Data, Drives, and Donuts

A personal blog about some hobbies of mine.

Vacation Project: Day Two

June 18, 2020

At this point, all of the infrastructure work is complete and I am pulling stock data every minute for 11 stocks. The biggest additions from yesterday include using a time-triggered Lambda to queue up stock data requests for another Lambda to go get. The results get moved into a data stream then stored in a data lake. Now I have a data catalog available that enables us to query Amazon Athena (serverless query service) to do some basic analytics on the data. The latest hand-drawn monstrosity of an architecture diagram looks like this:

vacation-learning-daytwo-architecture

But wait… something is wrong!

This project is an attempt to self-heal data. That means something has to be broken… so I introduced a glitch into how I request stock data: vacation-learning-daytwo-glitch

As you can see, the code has 11 stock tickers identified in the interested_stocks list. But when I return the list to the main function for processing, I randomly select 10 of the 11 stocks. This means for any given minute, I will not request one of the interested stocks. If I query the data to see how many hourly data points exist for a given stock ticket, a complete data set would be 60 data points per hour. Yet when I actually query the data, I can see none of the stocks actually have 60 points per hour:

Bad Results Via Amazon Athena

vacation-learning-daytwo-badresultsathena

Bad Results Via Amazon QuickSight

So Now What?

I want to aggregate the data on an hourly basis but only after I repair for the missing records. The “learning” part of this vacation project is to help me think about how to build an abstract solution I could bring to any problem. The challenge I am hitting is that each data challenge I encounter is likely to require its own compute solution for repair.

To avoid getting lost in the specifics of this vacation project problem, I want to think about building a framework to solve similar problems. There are two solutions I could tinker with: AWS Step Functions and AWS Glue Workflow Orchestration. Both solutions let me tackle the problem by beginning a process, declaring operations, and handling waiting/errors. From a quick glance, Step Functions seems to enable me to write a custom processing path (eg: start, wait, go back, skip forward, etc..) whereas Glue Workflows takes a one-way directed acyclic graphs (DAGs) approach (eg: do A, then B, then C, etc..).

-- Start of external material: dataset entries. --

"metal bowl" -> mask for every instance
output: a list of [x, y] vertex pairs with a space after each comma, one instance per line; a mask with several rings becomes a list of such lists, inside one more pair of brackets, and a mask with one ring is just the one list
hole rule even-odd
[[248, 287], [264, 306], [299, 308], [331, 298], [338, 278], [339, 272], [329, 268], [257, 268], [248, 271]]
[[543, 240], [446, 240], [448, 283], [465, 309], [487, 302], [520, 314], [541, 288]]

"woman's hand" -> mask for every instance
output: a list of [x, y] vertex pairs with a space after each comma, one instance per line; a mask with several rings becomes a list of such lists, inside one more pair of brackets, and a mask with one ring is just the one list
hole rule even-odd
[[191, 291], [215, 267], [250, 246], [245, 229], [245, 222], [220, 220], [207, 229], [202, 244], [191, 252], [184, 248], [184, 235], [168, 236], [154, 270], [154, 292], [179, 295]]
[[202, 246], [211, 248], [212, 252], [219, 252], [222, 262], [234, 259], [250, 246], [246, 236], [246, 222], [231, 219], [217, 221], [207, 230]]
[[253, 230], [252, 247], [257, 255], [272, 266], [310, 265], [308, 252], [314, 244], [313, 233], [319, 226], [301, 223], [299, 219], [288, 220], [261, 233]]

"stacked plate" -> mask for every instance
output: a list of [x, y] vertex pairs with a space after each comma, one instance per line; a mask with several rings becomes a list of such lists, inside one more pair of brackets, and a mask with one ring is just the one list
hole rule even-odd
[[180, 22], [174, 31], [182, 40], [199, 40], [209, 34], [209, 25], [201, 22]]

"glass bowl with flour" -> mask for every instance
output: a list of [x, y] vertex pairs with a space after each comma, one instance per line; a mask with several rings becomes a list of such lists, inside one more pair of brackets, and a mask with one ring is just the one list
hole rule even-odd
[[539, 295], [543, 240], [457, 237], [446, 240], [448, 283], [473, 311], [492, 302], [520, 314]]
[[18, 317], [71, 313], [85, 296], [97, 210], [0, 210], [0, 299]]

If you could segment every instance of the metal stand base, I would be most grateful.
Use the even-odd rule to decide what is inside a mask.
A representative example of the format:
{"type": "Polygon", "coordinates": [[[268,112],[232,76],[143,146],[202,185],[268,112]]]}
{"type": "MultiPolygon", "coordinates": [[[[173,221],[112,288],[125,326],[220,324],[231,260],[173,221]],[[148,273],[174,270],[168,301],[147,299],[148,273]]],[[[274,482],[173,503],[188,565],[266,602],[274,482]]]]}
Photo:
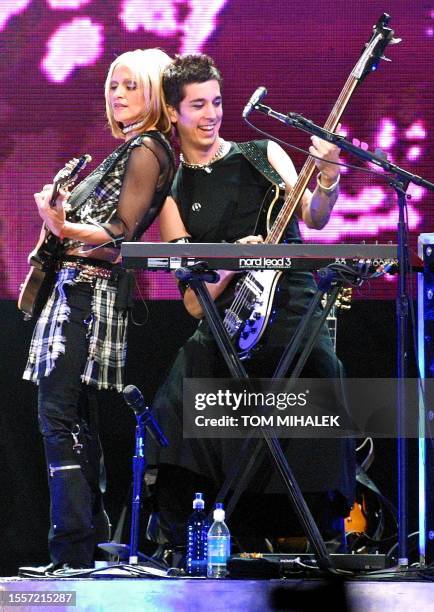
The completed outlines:
{"type": "MultiPolygon", "coordinates": [[[[195,264],[191,267],[180,268],[176,272],[176,276],[183,280],[187,281],[189,286],[194,291],[197,296],[202,309],[205,314],[205,318],[210,326],[210,329],[213,333],[213,336],[217,342],[217,345],[220,349],[220,352],[229,368],[229,371],[233,378],[246,380],[248,383],[248,374],[241,363],[235,348],[226,332],[226,329],[220,319],[217,308],[212,301],[209,292],[205,286],[205,282],[217,282],[218,275],[214,274],[212,278],[210,278],[210,273],[206,269],[206,264],[195,264]]],[[[285,350],[282,359],[276,369],[274,378],[277,376],[283,376],[286,374],[289,365],[292,364],[295,355],[298,354],[301,342],[304,339],[306,330],[311,326],[312,318],[317,308],[318,303],[321,301],[324,293],[330,289],[332,282],[334,281],[333,274],[326,274],[325,278],[321,286],[318,288],[312,302],[309,306],[307,313],[304,315],[302,320],[300,321],[299,327],[295,333],[292,342],[285,350]]],[[[306,341],[306,345],[304,350],[302,351],[299,360],[294,368],[293,374],[289,380],[291,384],[292,381],[299,376],[314,344],[320,329],[332,308],[338,291],[340,289],[340,284],[338,283],[332,290],[332,294],[329,297],[327,302],[327,306],[324,309],[322,316],[319,318],[318,322],[315,326],[313,326],[308,339],[306,341]]],[[[274,466],[285,485],[285,489],[289,495],[291,504],[293,506],[294,512],[303,527],[303,530],[312,546],[312,549],[315,553],[315,557],[318,561],[318,566],[327,570],[328,572],[335,573],[332,562],[330,560],[330,556],[327,552],[324,540],[318,530],[318,527],[314,521],[314,518],[306,504],[306,501],[302,495],[300,487],[294,477],[294,474],[291,468],[288,465],[285,454],[282,450],[282,447],[279,443],[279,440],[276,438],[275,434],[272,430],[267,428],[262,428],[263,441],[265,442],[266,448],[268,449],[271,458],[273,460],[274,466]]],[[[247,476],[251,473],[254,464],[258,458],[259,453],[261,452],[261,445],[257,443],[256,440],[246,439],[243,442],[242,448],[240,449],[240,457],[249,457],[247,465],[245,461],[241,461],[237,466],[234,467],[234,470],[228,475],[228,478],[223,483],[223,486],[217,496],[217,499],[221,501],[228,494],[231,486],[235,483],[236,478],[239,476],[242,470],[242,477],[240,480],[241,486],[237,486],[234,490],[232,498],[229,500],[227,511],[228,514],[233,510],[236,502],[239,499],[239,496],[242,493],[243,488],[246,485],[247,476]],[[252,447],[256,446],[255,449],[252,447]]]]}

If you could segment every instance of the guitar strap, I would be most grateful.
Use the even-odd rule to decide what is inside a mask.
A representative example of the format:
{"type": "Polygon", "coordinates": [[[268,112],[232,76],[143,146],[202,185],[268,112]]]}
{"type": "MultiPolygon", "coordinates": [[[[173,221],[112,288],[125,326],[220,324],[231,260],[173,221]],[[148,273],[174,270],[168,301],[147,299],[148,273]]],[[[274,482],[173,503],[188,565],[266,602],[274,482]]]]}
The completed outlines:
{"type": "Polygon", "coordinates": [[[277,185],[277,187],[280,189],[285,189],[285,184],[282,181],[282,177],[276,172],[268,161],[267,157],[264,155],[262,149],[254,140],[250,140],[249,142],[239,142],[238,147],[247,161],[250,162],[252,166],[262,174],[262,176],[265,176],[270,183],[277,185]]]}
{"type": "MultiPolygon", "coordinates": [[[[238,143],[241,153],[247,159],[247,161],[260,173],[264,176],[267,181],[269,181],[276,188],[276,195],[279,195],[279,191],[283,191],[285,193],[285,183],[282,181],[282,177],[280,174],[276,172],[273,166],[268,161],[266,153],[261,149],[261,147],[257,144],[256,141],[250,140],[249,142],[240,142],[238,143]]],[[[269,211],[271,212],[271,207],[269,211]]],[[[258,212],[258,217],[255,223],[254,232],[257,233],[260,231],[258,228],[261,226],[261,216],[262,216],[262,206],[258,212]]],[[[268,223],[266,224],[268,227],[268,223]]]]}
{"type": "Polygon", "coordinates": [[[116,162],[130,146],[130,142],[123,143],[115,149],[89,176],[83,179],[72,191],[68,200],[70,212],[76,212],[84,202],[93,194],[102,178],[110,172],[116,162]]]}
{"type": "MultiPolygon", "coordinates": [[[[163,145],[168,152],[169,158],[173,158],[173,153],[166,138],[159,132],[143,132],[138,138],[146,136],[153,138],[159,144],[163,145]]],[[[136,139],[124,142],[121,146],[115,149],[89,176],[77,185],[72,191],[68,200],[70,212],[76,212],[86,200],[93,194],[101,180],[114,168],[117,161],[124,155],[125,151],[134,143],[136,139]]]]}

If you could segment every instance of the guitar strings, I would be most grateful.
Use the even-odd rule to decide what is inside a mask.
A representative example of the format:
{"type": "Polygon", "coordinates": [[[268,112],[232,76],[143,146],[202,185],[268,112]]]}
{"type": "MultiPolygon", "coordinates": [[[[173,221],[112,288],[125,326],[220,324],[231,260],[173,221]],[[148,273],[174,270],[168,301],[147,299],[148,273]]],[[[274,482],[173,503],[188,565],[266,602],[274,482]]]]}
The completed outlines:
{"type": "Polygon", "coordinates": [[[247,272],[247,274],[244,276],[244,278],[239,281],[241,283],[241,287],[236,292],[235,298],[234,298],[232,304],[230,305],[230,307],[227,309],[226,315],[225,315],[225,317],[223,319],[223,324],[225,325],[227,331],[230,331],[229,330],[229,326],[230,326],[229,318],[230,318],[230,315],[234,314],[236,317],[238,317],[238,315],[240,314],[240,312],[243,309],[243,307],[245,307],[245,300],[247,299],[248,294],[252,293],[252,291],[247,287],[247,281],[250,280],[251,278],[254,278],[252,273],[251,272],[247,272]]]}

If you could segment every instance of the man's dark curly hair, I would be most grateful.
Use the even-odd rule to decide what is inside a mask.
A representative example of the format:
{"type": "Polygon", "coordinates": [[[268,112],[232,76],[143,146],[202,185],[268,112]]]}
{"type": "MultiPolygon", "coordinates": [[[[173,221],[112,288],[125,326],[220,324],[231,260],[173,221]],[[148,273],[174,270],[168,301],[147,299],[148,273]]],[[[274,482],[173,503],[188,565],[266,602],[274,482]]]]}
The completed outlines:
{"type": "Polygon", "coordinates": [[[163,74],[163,90],[167,104],[179,111],[179,105],[185,97],[185,85],[205,83],[214,79],[221,85],[220,71],[209,55],[177,55],[173,64],[170,64],[163,74]]]}

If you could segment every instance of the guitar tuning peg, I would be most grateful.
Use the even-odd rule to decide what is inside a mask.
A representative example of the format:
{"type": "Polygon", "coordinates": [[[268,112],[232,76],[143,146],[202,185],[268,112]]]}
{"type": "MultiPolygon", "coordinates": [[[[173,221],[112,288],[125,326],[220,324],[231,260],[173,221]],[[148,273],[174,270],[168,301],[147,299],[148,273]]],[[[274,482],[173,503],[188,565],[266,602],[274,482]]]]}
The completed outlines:
{"type": "Polygon", "coordinates": [[[399,45],[400,42],[402,42],[402,38],[392,38],[392,40],[389,41],[389,45],[399,45]]]}
{"type": "Polygon", "coordinates": [[[380,59],[384,60],[385,62],[391,62],[392,61],[389,57],[386,57],[385,55],[382,55],[380,57],[380,59]]]}

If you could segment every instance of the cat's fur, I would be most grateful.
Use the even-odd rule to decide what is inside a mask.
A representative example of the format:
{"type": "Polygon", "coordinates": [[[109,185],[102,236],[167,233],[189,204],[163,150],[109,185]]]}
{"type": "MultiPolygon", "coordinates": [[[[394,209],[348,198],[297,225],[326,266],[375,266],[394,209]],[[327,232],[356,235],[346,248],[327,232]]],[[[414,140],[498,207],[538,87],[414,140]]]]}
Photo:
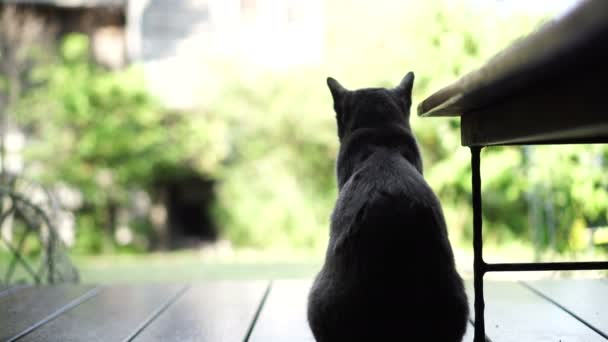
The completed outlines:
{"type": "Polygon", "coordinates": [[[339,196],[308,298],[318,342],[461,341],[468,317],[439,200],[409,125],[414,74],[394,89],[331,90],[339,196]]]}

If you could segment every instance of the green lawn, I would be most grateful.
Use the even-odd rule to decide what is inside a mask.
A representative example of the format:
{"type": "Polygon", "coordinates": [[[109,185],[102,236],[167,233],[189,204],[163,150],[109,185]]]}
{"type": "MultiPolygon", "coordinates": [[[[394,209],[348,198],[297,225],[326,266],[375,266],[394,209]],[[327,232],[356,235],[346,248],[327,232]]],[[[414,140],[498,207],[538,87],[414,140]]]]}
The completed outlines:
{"type": "MultiPolygon", "coordinates": [[[[472,251],[455,246],[459,271],[464,278],[472,277],[472,251]]],[[[322,265],[323,252],[295,252],[292,250],[256,251],[237,250],[226,254],[209,254],[190,250],[148,254],[111,254],[99,256],[72,255],[72,261],[80,272],[82,283],[158,283],[198,282],[204,280],[233,279],[293,279],[315,276],[322,265]]],[[[525,246],[511,244],[508,248],[484,250],[488,262],[532,261],[533,253],[525,246]]],[[[544,253],[542,261],[605,260],[606,255],[551,255],[544,253]]],[[[0,271],[8,266],[9,255],[0,253],[0,271]]],[[[403,272],[407,272],[407,260],[403,272]]],[[[23,272],[18,272],[20,279],[23,272]]],[[[531,279],[551,277],[608,276],[605,271],[584,272],[522,272],[490,273],[486,277],[498,279],[531,279]]]]}
{"type": "MultiPolygon", "coordinates": [[[[533,252],[525,246],[492,246],[484,250],[488,262],[529,262],[533,252]],[[493,248],[492,248],[493,247],[493,248]]],[[[472,277],[472,250],[455,246],[457,266],[464,278],[472,277]]],[[[246,251],[228,255],[204,255],[195,251],[138,255],[74,256],[83,283],[197,282],[217,279],[313,278],[322,265],[323,253],[291,250],[246,251]]],[[[605,260],[603,253],[555,255],[543,253],[541,261],[605,260]]],[[[403,272],[407,272],[404,260],[403,272]]],[[[608,276],[605,271],[491,273],[493,279],[608,276]]]]}
{"type": "Polygon", "coordinates": [[[76,257],[83,283],[312,278],[320,260],[205,260],[194,253],[76,257]]]}
{"type": "MultiPolygon", "coordinates": [[[[321,254],[322,255],[322,254],[321,254]]],[[[0,250],[4,277],[12,257],[0,250]]],[[[238,251],[208,255],[200,251],[148,254],[72,255],[82,283],[197,282],[217,279],[312,278],[319,270],[319,254],[287,251],[238,251]]],[[[28,258],[38,265],[39,258],[28,258]]],[[[11,282],[31,282],[22,267],[11,282]]],[[[0,281],[1,282],[1,281],[0,281]]]]}

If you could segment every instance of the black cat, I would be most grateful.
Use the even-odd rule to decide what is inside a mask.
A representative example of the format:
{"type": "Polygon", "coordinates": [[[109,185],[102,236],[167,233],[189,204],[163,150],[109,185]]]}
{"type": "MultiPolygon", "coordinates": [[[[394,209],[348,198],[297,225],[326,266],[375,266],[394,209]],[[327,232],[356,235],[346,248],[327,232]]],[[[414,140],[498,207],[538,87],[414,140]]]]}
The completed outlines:
{"type": "Polygon", "coordinates": [[[456,342],[465,333],[467,297],[409,125],[413,83],[410,72],[394,89],[349,91],[327,79],[340,193],[308,298],[318,342],[456,342]]]}

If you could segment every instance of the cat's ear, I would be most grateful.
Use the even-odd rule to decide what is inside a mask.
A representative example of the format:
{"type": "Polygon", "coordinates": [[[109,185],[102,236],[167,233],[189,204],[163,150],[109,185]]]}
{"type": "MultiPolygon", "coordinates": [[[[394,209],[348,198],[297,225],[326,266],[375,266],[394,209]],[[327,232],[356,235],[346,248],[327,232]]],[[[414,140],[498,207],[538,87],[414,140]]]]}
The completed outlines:
{"type": "Polygon", "coordinates": [[[404,100],[410,101],[412,99],[412,88],[414,87],[414,73],[408,72],[405,77],[401,80],[401,83],[397,88],[393,89],[395,94],[404,100]]]}
{"type": "Polygon", "coordinates": [[[339,103],[340,100],[344,97],[344,94],[348,92],[346,88],[344,88],[338,81],[331,77],[327,78],[327,86],[329,87],[329,91],[331,91],[331,96],[334,98],[334,103],[339,103]]]}

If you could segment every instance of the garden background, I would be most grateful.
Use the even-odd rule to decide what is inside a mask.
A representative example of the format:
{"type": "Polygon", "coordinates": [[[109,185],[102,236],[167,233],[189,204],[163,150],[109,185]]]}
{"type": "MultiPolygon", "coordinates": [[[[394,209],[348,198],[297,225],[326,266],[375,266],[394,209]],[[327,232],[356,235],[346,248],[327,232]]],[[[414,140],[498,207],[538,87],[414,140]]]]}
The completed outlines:
{"type": "MultiPolygon", "coordinates": [[[[139,63],[96,63],[86,34],[51,44],[3,20],[3,182],[34,189],[34,200],[39,185],[59,198],[59,233],[85,282],[312,276],[337,196],[325,78],[391,87],[412,70],[425,177],[467,273],[470,153],[458,119],[420,119],[415,105],[571,3],[327,0],[314,61],[260,66],[236,52],[201,59],[206,72],[191,75],[202,86],[188,108],[151,91],[139,63]]],[[[20,18],[7,6],[3,15],[20,18]]],[[[605,258],[608,147],[483,153],[487,260],[605,258]]],[[[19,229],[5,222],[2,234],[19,229]]],[[[35,239],[25,246],[29,258],[41,252],[35,239]]]]}

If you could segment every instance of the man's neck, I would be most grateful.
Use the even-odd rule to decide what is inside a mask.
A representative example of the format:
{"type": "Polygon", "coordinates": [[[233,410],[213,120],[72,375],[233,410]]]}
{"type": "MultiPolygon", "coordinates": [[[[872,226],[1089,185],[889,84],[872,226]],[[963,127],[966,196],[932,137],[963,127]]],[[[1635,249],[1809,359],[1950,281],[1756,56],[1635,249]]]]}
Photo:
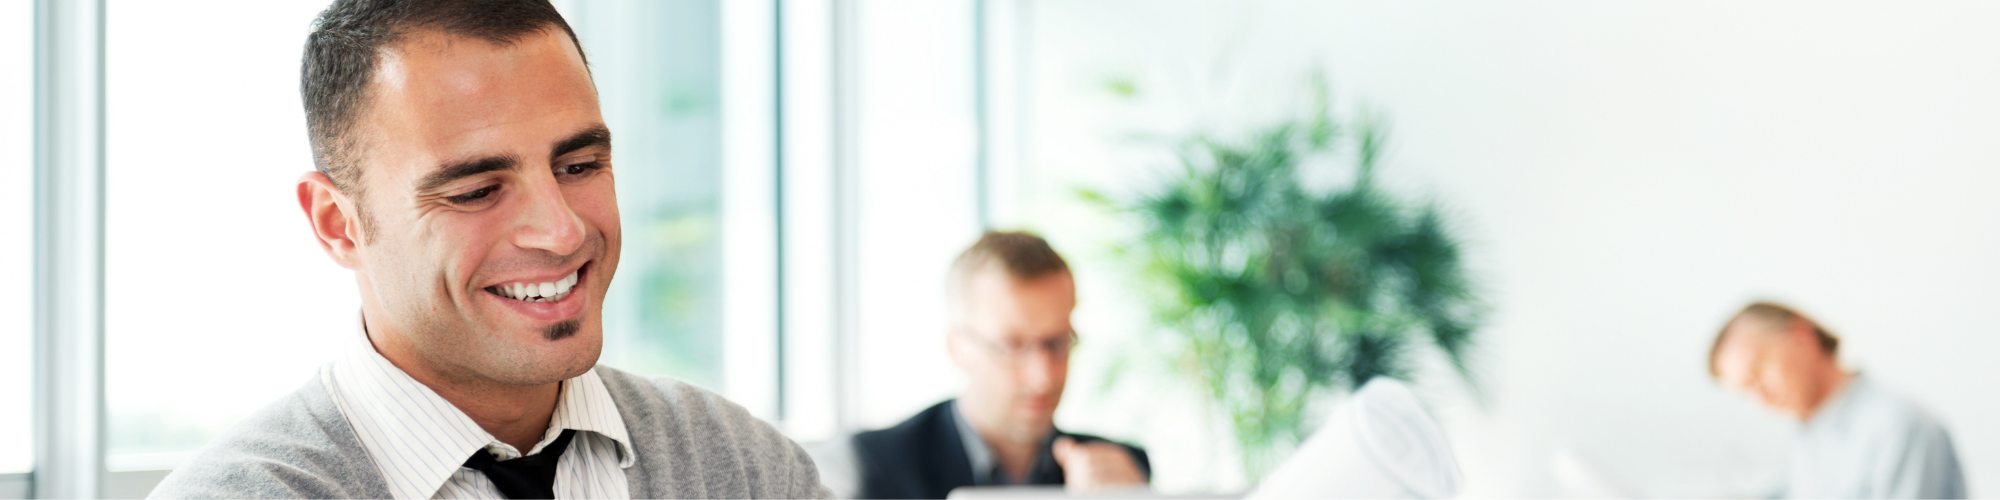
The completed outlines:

All that said, today will be a research day. The only code push I want to make today is to assign tags to everything so I can track costs (related doc). I want to identify the costs for running the infrastructure as well as track costs for each data repair idea separately. This way I could objectively analyze the cost of running the infrastructure code against the costs of running each of the data repair ideas. This could bring out some interesting observations when it comes to making infrastructure fixes versus bolting on repair operations.